Der im Juni 1919 unterzeichnete und zum 10. Januar 1920 in Kraft getretene Versailler Vertrag beendete rechtlich den Ersten Weltkrieg und enthielt in seinem dritten Teil politische Bestimmungen für das gesamte Nachkriegseuropa. Drei Artikel des dritten Abschnitts betreffen das linke Rheinufer, sollten sich aber auch auf die Garnisonsstadt Wesel auswirken. Zunächst war es der deutschen Regierung untersagt, auf dem linken Rheinufer sowie innerhalb eines fünfzig Kilometer breiten und rechtsrheinisch parallel zum Rhein verlaufenden Korridors Befestigungen zu unterhalten. In diesen Gebieten war es auch nicht gestattet, für Übungszwecke oder für Mobilmachungen ständig oder zeitweise deutsche Truppen zu konzentrieren. Der dritte Artikel sah vor, dass jede Zuwiderhandlung als feindselige Handlung sowie als Versuch einer Störung des Weltfriedens aufzufassen sei.

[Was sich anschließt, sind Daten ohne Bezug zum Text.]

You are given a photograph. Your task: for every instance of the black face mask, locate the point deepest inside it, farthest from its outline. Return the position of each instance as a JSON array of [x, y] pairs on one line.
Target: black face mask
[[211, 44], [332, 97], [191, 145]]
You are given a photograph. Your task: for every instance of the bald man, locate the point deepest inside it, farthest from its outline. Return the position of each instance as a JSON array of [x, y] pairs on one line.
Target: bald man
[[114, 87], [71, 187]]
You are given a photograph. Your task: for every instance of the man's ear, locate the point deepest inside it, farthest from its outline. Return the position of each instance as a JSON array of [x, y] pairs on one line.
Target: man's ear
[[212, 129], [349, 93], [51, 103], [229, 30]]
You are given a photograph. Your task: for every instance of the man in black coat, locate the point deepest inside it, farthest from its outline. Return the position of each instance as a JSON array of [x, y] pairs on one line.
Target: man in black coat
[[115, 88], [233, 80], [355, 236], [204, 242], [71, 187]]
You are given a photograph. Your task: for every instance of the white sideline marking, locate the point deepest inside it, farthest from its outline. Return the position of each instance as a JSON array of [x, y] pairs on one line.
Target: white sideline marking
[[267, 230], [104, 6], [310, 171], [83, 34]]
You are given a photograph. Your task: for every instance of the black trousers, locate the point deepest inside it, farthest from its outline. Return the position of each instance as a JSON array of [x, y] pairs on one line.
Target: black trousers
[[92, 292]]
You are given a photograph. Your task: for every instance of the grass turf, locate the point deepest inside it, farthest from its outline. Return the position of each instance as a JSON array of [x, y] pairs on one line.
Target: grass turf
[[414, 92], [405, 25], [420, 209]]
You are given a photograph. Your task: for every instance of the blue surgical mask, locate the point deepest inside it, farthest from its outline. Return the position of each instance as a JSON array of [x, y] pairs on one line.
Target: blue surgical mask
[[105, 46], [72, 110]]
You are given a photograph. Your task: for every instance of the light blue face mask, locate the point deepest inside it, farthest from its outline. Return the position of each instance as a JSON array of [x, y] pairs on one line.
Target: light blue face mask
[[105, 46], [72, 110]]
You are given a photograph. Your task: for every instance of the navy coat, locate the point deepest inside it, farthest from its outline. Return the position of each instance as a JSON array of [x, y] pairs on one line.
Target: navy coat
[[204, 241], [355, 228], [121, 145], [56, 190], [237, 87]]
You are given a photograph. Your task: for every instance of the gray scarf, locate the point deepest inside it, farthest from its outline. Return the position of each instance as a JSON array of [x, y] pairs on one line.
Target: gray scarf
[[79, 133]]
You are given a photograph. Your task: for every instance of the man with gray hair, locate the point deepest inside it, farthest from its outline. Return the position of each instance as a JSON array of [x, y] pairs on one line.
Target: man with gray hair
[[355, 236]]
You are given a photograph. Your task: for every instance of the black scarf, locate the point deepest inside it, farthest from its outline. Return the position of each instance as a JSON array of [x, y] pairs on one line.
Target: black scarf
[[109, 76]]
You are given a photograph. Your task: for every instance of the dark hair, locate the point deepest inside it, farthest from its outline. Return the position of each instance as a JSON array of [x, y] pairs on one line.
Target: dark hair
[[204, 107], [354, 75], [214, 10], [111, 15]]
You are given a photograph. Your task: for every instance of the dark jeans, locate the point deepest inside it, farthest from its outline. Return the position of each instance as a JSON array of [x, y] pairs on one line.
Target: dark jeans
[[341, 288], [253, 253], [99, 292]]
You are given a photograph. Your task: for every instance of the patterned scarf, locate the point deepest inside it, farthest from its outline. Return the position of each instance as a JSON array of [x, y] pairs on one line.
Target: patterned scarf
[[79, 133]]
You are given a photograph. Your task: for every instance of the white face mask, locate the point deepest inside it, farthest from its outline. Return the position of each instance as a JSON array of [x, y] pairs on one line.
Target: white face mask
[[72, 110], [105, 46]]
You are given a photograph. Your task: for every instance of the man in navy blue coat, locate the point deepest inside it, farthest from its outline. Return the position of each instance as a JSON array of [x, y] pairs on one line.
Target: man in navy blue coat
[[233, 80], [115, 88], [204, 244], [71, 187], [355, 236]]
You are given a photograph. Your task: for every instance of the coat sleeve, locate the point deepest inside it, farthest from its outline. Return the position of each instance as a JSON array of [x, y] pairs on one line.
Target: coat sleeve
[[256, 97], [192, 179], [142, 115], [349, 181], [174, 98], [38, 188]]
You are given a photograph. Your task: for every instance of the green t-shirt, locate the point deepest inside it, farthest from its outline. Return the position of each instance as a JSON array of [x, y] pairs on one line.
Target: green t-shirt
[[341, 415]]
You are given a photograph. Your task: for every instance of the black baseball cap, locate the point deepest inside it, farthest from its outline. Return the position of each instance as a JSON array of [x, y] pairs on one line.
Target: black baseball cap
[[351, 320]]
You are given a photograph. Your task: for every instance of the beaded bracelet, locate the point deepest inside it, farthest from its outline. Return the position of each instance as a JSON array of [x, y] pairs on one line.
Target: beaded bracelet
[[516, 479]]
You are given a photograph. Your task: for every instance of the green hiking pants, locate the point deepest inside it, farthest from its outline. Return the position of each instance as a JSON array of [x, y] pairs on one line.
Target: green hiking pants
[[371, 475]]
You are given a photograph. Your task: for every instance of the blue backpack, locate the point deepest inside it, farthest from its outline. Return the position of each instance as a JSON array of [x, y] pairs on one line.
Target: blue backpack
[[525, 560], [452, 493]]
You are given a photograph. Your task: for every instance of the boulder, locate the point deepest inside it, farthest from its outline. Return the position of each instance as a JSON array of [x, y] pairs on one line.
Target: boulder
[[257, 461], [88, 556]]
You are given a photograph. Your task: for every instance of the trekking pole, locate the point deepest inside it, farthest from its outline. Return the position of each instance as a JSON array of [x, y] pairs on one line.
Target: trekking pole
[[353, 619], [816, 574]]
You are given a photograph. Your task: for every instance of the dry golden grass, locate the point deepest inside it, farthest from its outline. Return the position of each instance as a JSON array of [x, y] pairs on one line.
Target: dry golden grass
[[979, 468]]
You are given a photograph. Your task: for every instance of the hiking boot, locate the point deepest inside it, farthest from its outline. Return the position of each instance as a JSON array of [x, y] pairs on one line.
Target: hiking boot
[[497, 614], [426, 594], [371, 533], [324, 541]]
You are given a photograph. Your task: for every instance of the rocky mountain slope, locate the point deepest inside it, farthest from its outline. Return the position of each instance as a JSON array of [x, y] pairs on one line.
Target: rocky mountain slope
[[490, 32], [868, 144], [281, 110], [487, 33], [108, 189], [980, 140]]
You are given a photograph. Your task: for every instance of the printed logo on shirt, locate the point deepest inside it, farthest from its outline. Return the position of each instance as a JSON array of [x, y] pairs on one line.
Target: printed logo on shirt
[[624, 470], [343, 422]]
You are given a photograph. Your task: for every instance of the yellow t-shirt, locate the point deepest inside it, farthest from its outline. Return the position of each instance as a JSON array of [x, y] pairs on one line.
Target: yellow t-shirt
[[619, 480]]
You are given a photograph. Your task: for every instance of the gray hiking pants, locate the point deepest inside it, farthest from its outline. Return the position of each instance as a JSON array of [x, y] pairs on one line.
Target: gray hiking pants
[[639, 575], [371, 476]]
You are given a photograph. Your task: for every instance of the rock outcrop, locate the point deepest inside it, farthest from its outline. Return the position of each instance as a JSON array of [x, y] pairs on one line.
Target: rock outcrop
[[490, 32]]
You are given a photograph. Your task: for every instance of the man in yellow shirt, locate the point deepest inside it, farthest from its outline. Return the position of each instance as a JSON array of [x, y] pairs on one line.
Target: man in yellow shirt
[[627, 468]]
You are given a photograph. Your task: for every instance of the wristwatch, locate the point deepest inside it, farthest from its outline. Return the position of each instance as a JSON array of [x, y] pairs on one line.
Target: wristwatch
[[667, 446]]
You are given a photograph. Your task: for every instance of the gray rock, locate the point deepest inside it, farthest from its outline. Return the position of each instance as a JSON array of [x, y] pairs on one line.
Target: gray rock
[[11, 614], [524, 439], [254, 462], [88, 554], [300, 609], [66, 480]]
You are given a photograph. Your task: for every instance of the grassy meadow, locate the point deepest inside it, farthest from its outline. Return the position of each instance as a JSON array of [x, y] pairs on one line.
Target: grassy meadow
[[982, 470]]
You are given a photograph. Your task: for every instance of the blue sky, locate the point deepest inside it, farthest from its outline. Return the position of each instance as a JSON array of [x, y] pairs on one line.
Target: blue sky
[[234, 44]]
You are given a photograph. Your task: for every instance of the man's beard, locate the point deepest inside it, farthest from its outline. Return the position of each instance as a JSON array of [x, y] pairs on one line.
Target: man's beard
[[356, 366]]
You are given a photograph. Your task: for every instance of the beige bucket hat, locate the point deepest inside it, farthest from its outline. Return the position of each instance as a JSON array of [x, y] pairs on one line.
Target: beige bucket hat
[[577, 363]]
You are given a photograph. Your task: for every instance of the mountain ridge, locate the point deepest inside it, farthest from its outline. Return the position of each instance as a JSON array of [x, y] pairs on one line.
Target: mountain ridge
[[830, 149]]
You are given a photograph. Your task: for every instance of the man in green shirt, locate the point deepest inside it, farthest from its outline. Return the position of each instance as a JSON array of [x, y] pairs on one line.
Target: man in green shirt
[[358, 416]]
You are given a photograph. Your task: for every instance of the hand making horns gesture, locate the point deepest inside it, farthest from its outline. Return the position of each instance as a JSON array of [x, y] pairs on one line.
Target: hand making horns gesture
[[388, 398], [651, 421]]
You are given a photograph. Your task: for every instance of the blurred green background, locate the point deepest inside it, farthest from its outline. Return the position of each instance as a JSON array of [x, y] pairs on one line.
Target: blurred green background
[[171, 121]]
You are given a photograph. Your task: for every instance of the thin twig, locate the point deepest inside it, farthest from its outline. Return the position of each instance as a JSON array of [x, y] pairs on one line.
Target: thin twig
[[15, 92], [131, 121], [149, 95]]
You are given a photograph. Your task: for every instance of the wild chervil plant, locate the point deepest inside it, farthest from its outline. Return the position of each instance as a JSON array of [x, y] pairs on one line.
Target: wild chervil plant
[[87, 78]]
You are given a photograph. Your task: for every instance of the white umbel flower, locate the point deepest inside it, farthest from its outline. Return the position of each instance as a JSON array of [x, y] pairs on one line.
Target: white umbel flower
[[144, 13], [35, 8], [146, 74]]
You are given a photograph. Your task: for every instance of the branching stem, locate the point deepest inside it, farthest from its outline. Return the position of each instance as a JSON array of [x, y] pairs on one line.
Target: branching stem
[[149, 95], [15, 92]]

Diese Bestimmungen galt es auch in Wesel umzusetzen. Doch welche Truppen gab es überhaupt noch in der alten Hansestadt, der aufgrund ihrer besonderen Grenzlage am Rande der neutralen Zone eine besondere Rolle zukam. Das gerade gegründete Reichsamt für wirtschaftliche Demobilmachung hatte Ende November 1918 die Einsetzung eines Demobilmachungsausschusses unter Leitung von Bürgermeister Poppelbaum auch für Wesel bestimmt. Nach der Rückkehr von der Westfront wurden die beiden Weseler Infanterie-Regimenter 56 und 57 aber noch in Bielefeld demobilisiert. So wurden die älteren Jahrgänge entlassen; aus den jüngeren Jahrgängen bildeten sich drei neue Bataillone, die im Januar und Februar 1919 nach Wesel verlegt wurden. Dieser junge Ersatz wurde im Frühjahr 1919 in der Weseler Garnison ausgebildet und als Sicherungstruppe verwendet. So kamen Truppen des 57er Regiments u.a. in Hamborn zum Einsatz. Im April 1919 verfügte dann das Wehrkreiskommando VI die Umwandlung der bisherigen Infanterie-Regimenter 56 und 57 in ein neues Freikorps Wesel, dem bald etwa 1.300 Mann angehören sollten. Kurz vor Jahresende 1919 wurde die Formation erneut umstrukturiert und in das Reichswehr-Infanterie-Regiment 62 überführt. Dies geschah im Zuge des Überganges – zwischen dem 1. Oktober 1919 und 1. April 1920 – von der sogenannten Vorläufigen Reichswehr in ein 200.000 Mann starkes Übergangsheer. Diese Weseler Truppen nahmen u.a. teil an den äußerst verlustreichen Märzunruhen im Raum Wesel-Dinslaken im März 1920 in Folge des Kapp-Lüttwitz-Putsches.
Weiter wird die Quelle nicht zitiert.